Und da ist es wiederum interessant, dass trotz der permanenten medialen Mobilmachung und trotz der andauernden verbalen Militarisierung ausgerechnet die Fußballfans aus den angereisten Ländern zumeist nur das Interesse an einer guten, friedvollen Zeit mit netten Begegnungen haben. Das parallel zu täglichen Meldungen über das Ansteigen der Gewaltdelikte im Alltag! Man kann es auch anders formulieren: die Fußballfans, die sich hier versammelt haben, trotzen dem Gedanken des Krieges.

Und, es ist immer ratsam, sich bei den Spielen auch ab und zu die Bandenwerbung anzuschauen. Dass die Bundesbahn den durch die täglichen Verzögerungen ramponierten Ruf damit wieder herstellen könnten, ist eine Illusion. Aber dass, auch und gerade in Stuttgart, von Mercedes Benz nichts zu sehen ist, während das chinesische Label BYD (Build Your Dreams) von allen Seiten lacht, kann auch noch einmal ein Hinweis darauf sein, wo sich der Industriestandort Deutschland momentan befindet.

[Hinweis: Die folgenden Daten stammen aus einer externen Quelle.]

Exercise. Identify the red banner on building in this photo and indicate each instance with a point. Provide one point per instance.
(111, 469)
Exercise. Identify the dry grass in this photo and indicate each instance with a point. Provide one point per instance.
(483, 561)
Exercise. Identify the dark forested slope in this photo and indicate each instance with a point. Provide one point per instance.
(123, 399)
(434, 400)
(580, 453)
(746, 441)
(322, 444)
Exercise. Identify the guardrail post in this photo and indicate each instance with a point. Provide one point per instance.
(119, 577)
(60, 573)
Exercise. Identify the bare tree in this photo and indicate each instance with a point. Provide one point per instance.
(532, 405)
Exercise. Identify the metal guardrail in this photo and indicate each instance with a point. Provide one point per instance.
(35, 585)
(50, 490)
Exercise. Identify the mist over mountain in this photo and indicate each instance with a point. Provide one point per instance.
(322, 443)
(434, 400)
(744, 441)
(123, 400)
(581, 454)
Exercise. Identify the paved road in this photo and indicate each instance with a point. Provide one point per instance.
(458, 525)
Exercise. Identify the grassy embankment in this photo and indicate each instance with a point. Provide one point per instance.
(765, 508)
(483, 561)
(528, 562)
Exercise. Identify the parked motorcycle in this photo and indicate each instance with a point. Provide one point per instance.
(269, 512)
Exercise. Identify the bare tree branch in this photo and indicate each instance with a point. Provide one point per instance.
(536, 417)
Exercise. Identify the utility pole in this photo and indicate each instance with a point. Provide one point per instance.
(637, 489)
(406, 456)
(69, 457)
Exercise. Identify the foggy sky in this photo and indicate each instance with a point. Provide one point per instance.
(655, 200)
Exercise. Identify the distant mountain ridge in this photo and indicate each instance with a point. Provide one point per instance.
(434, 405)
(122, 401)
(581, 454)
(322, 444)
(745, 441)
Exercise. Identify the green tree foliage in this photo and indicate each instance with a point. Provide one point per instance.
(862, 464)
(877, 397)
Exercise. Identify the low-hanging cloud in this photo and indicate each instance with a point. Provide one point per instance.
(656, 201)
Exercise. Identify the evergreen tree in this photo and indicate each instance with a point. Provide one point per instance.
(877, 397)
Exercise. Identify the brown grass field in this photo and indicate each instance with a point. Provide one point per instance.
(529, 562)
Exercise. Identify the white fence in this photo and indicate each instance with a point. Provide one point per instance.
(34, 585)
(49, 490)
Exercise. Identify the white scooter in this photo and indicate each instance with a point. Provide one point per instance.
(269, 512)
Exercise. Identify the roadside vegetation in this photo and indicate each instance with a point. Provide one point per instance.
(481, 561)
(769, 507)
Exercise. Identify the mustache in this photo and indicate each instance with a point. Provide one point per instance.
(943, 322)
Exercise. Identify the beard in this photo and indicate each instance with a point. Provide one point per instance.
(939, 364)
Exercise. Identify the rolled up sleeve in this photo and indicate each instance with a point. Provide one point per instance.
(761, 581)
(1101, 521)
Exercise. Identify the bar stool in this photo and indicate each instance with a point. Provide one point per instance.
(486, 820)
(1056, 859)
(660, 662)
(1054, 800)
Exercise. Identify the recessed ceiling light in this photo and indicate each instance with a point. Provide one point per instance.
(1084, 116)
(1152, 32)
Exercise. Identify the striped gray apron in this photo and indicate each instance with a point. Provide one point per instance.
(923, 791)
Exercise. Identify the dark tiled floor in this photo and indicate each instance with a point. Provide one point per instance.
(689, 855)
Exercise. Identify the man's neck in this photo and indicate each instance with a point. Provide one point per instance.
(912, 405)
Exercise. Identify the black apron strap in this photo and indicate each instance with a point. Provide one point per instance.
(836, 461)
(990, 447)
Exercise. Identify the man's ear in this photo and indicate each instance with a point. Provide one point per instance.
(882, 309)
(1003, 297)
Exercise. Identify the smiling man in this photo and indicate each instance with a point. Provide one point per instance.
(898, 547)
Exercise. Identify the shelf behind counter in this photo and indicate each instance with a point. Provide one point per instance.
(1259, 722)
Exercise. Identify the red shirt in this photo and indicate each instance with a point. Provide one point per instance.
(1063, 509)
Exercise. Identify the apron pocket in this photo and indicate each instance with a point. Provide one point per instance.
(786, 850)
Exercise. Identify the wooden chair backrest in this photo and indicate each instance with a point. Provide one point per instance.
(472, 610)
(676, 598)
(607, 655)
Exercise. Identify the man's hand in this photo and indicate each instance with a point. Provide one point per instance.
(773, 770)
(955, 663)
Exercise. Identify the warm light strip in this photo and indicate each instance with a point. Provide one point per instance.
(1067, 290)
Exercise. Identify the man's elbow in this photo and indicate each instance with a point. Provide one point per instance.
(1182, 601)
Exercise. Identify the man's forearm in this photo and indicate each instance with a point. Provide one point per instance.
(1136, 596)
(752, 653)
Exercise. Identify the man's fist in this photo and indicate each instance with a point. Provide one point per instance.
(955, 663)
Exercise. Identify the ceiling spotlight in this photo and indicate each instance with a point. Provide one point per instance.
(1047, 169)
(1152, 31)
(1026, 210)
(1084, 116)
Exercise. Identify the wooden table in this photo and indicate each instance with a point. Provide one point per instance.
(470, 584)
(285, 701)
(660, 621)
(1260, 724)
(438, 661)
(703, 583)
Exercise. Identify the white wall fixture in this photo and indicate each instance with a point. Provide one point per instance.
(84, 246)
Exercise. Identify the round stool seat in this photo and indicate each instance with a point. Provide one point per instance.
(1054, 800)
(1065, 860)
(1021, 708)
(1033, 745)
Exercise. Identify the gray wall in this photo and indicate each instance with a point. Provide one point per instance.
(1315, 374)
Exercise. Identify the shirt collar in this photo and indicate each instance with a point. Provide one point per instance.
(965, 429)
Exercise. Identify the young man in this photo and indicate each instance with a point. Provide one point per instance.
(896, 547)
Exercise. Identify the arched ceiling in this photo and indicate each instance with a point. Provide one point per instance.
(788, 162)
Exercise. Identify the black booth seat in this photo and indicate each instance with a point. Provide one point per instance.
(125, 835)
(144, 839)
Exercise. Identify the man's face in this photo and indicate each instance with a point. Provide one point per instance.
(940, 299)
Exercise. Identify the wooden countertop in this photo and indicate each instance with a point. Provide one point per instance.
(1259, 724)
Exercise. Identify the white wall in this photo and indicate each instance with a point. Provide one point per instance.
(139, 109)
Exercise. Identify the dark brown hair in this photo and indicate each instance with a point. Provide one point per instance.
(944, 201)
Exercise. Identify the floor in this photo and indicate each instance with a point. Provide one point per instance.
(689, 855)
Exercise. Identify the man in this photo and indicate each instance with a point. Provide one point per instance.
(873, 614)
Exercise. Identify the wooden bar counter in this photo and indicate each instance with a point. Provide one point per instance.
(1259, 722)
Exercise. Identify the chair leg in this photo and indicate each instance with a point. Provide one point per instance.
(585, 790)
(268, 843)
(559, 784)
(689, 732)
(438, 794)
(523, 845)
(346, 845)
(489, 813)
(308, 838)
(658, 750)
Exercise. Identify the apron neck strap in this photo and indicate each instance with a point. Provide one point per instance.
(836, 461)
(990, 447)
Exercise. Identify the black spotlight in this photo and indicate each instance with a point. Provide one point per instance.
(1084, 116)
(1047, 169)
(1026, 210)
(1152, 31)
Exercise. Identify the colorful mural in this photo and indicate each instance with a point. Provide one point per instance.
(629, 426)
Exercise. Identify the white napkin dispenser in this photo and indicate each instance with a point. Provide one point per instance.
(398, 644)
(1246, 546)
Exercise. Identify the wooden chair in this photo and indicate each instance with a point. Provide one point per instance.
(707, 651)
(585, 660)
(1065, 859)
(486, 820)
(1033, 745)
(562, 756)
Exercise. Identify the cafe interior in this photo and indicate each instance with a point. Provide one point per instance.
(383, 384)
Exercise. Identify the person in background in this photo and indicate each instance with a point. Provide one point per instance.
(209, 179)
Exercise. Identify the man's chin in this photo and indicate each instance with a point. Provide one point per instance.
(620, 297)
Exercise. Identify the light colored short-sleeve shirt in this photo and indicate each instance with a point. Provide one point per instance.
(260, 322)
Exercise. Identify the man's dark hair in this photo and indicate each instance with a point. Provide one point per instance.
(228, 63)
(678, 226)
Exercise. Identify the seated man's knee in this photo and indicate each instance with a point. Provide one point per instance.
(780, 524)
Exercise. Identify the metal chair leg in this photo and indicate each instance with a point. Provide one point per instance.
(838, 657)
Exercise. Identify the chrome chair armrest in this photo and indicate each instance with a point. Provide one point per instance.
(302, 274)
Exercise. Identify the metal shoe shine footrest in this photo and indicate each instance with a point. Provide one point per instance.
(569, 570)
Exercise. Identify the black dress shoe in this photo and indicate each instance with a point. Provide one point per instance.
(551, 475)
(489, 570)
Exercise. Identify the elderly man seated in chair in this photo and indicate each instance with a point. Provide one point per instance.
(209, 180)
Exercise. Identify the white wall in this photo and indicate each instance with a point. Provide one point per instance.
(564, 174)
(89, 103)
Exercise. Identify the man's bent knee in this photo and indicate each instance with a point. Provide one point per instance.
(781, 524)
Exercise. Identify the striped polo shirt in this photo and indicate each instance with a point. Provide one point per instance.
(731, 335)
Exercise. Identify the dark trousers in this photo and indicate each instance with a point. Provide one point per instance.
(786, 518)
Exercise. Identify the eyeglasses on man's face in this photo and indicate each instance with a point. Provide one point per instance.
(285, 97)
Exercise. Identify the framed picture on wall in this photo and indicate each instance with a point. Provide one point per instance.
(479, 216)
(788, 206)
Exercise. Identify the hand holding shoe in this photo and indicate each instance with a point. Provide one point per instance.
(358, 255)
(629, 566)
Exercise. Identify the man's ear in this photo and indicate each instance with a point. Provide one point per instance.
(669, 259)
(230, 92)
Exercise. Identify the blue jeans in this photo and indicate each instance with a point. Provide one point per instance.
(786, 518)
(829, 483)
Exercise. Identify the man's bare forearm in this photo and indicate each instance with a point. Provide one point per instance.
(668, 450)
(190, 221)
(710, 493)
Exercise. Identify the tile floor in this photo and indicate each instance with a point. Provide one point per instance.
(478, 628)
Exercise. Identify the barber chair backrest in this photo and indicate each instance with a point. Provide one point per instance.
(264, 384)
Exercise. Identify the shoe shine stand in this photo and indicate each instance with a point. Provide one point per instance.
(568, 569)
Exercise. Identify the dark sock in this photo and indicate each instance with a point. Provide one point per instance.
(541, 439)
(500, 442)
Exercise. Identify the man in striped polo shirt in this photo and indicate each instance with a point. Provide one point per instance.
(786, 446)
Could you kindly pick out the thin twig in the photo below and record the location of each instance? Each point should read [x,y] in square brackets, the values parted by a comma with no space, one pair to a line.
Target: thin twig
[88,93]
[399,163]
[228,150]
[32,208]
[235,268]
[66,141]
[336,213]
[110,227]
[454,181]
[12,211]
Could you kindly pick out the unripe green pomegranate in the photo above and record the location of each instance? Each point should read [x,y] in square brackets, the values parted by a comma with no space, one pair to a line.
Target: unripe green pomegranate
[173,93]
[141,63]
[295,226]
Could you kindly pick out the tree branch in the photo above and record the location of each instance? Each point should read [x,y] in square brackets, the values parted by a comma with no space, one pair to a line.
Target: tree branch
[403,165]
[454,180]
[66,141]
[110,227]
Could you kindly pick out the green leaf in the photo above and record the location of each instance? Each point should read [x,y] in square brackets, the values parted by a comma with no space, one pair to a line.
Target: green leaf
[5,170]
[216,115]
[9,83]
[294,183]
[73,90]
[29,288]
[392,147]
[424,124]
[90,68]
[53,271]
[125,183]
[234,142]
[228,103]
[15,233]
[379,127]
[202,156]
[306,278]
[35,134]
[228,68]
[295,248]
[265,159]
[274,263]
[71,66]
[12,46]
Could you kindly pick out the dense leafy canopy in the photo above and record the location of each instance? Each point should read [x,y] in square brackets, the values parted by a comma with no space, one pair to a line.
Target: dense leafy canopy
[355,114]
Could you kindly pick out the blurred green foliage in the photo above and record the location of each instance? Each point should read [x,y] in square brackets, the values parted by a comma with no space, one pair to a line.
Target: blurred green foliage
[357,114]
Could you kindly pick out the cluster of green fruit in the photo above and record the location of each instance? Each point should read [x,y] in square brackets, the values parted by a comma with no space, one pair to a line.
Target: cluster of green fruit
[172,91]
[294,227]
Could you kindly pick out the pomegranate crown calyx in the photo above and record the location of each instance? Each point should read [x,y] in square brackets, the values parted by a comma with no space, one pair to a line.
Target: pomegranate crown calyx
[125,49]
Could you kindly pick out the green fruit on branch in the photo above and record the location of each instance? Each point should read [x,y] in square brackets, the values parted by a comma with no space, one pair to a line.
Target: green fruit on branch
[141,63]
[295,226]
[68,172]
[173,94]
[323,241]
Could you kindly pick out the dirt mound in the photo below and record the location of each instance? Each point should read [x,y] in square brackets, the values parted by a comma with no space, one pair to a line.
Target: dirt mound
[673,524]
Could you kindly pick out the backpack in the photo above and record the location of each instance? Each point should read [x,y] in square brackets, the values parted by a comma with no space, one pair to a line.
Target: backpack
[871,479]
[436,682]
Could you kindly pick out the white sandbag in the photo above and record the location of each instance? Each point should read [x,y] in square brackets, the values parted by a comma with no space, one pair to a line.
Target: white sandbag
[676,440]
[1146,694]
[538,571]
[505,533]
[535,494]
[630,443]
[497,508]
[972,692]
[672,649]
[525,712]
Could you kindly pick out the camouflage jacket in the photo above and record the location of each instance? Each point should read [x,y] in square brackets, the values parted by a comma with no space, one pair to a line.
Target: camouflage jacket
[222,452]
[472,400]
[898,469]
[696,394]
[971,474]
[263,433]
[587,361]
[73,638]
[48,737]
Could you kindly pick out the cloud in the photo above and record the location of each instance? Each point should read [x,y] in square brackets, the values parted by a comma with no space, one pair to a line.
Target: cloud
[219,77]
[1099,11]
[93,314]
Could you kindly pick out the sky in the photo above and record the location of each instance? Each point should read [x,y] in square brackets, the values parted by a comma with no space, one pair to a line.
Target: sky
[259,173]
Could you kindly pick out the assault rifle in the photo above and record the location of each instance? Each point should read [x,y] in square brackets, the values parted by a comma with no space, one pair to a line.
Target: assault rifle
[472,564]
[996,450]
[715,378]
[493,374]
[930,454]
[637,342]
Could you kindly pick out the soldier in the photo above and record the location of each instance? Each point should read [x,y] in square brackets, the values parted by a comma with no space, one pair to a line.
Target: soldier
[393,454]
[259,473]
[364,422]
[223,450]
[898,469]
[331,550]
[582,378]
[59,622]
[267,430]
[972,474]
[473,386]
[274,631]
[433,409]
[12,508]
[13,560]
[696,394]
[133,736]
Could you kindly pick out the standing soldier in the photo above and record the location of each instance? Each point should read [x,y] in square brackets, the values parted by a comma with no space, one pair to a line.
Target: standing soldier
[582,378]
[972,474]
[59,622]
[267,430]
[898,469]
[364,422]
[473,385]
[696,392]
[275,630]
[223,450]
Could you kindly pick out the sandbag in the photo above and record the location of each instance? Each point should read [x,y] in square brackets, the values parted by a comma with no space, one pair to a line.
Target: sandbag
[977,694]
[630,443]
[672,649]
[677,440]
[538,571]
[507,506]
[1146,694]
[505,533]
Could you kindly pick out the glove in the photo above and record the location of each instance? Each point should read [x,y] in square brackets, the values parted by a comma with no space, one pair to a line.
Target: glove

Ob das Spiel, welches die Brasilianer das schöne nennen, im weiteren Verlauf noch wird begeistern können, steht in den Sternen. Fest steht, dass es bis dato nichts Neues gibt. Aber vielleicht steht es an einem Wendepunkt. Das wäre schon einmal etwas. Oder? 

Management: stringentes Versagen und Insolvenzverschleppung

Manchmal ist es gut, in den eignen Erinnerungen zu kramen und die eine oder andere Erfahrung aus dem eignen Berufsleben abzurufen. Vor allem, wenn man mit Vorkommnissen konfrontiert ist, die einem eigenartig und ungewohnt vorkommen. Abgeglichen mit diesen eigenen Erfahrungen wäre es unvorstellbar, dass sich folgendes ereignet hätte:

Eine Organisation, die sich in bestimmten Zeitintervallen mit den Leistungen von Konkurrenten vergleichen muss, verpflichtet vor einem derartigen Ereignis einen erfahrenen Projektmanager mit guten Referenzen, um beim bevorstehenden Vergleich ein positives Ergebnis zu erzielen. Die ersten Tests vor dem Ereignis verlaufen vielversprechend und alle sind guter Dinge. Letztendlich entscheidet jedoch der Echt-Vergleich und als es endlich dazu kommt, ist das Ergebnis sehr ernüchternd. Noch bevor es zu einem Kräftemessen mit den tatsächlich gewichtigen Branchengegnern kommt, scheitert man bereits in der Vorauswahl. 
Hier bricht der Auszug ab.